We propose (in a note, or a new REC after rechartering?), an alternative abstract syntax including graph-terms, with a semantics inspired by N3. We explain how dataset concrete syntax *with* the "semantic dataset" profile, can be alternatively parsed into this abstract syntax.
We could then
* define a mapping between the two abstract syntaxes
(where quoted triples would become singleton graph-terms)
* prove that the mapping is inference preserving
PROS: conservative change: we keep RDF 1.2 close to CG-RDF-star
CONS: proving that the mapping preserves inferences might be tricky
CONS: how semantics extensions on graphs (e.g. RDFS) apply to semantic datasets can not be automatically deduced from these definitions. So for each semantic extension, we would need to do the same work as with simple entailmenet (define it on both abstract syntaxes, and prove that the mapping is inference preserving between these two semantics). :fearful:
## Proposal 2
We bite the bullet and we define the abstract syntax with graph-terms instead of quoted triples. However, we restrict RDF 1.2 graphs to have only singleton graph-termss (same for datasets). As for RDF 1.1, we only define the semantics for graphs.
Overall, RDF 1.2 will be very similar to RDF-star, but we can define the semantics on the full abtract syntax (without the "singleton graph" restriction). That way, the semantics is future-proof.
Any TriG (or n-quads, or JSON-LD) complying with the "semantic dataset" profile could be alternatively parsed as
- a standard RDF 1.2 dataset (with no semantics)
- an "extended" RDF 1.2 graph with non-singleton graph-terms
(using the same mapping as in prop 1)
In the second case, the semantics would naturally apply to this extended graph, and reasoning on semantic datasets.
## Proposal 3 (straw man)
NB: this proposal does not rely on a profile for dataset concrete-syntaxes.

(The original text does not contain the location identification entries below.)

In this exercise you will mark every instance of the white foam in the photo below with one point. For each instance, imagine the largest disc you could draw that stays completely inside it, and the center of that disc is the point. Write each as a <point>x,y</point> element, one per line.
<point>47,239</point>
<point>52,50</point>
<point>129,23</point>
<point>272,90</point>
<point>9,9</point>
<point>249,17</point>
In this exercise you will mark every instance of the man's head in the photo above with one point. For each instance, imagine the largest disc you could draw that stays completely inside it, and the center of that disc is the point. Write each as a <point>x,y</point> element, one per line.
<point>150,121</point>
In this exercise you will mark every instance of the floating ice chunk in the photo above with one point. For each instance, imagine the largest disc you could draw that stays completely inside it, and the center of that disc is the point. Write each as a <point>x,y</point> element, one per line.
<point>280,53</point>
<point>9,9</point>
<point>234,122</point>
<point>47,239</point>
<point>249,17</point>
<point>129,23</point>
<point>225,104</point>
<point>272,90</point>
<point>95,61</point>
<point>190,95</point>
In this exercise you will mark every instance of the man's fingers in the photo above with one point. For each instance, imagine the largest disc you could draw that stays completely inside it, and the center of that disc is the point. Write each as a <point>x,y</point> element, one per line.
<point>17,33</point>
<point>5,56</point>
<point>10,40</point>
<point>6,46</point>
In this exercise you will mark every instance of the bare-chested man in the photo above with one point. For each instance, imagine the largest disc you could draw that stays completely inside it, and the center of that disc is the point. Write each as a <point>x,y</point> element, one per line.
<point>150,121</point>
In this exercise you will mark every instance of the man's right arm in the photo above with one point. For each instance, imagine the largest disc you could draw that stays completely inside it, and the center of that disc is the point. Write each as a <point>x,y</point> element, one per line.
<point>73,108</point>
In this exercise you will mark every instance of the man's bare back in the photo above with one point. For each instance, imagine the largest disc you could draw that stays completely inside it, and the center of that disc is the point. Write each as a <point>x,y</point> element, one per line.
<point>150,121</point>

We bite the bullet and we define the abstract syntax with graph-terms instead of quoted triples. We define 3 profiles of RDF 1.2: full, star (only singleton graph-terms), basic (no graph-terms). In RDF 1.2 datasets, graph names can only be IRIs (bnode graph names are still allowed in *concrete* syntaxes, see below).
Graph concrete syntaxes (n-triples, turtle, RDF/XML) are restricted to producing RDF 1.2 star (or basic) graphs (although this may change in RDF 1.3 or later). Bnode-named graphs are authorized in dataset concrete syntaxes (N-quads, TriG, JSON-LD), but they are a syntactic workaround to express arbitrary graph-terms (RDF 1.2 full). The double pointy brackets are of course still useable to express singleton graph-terms.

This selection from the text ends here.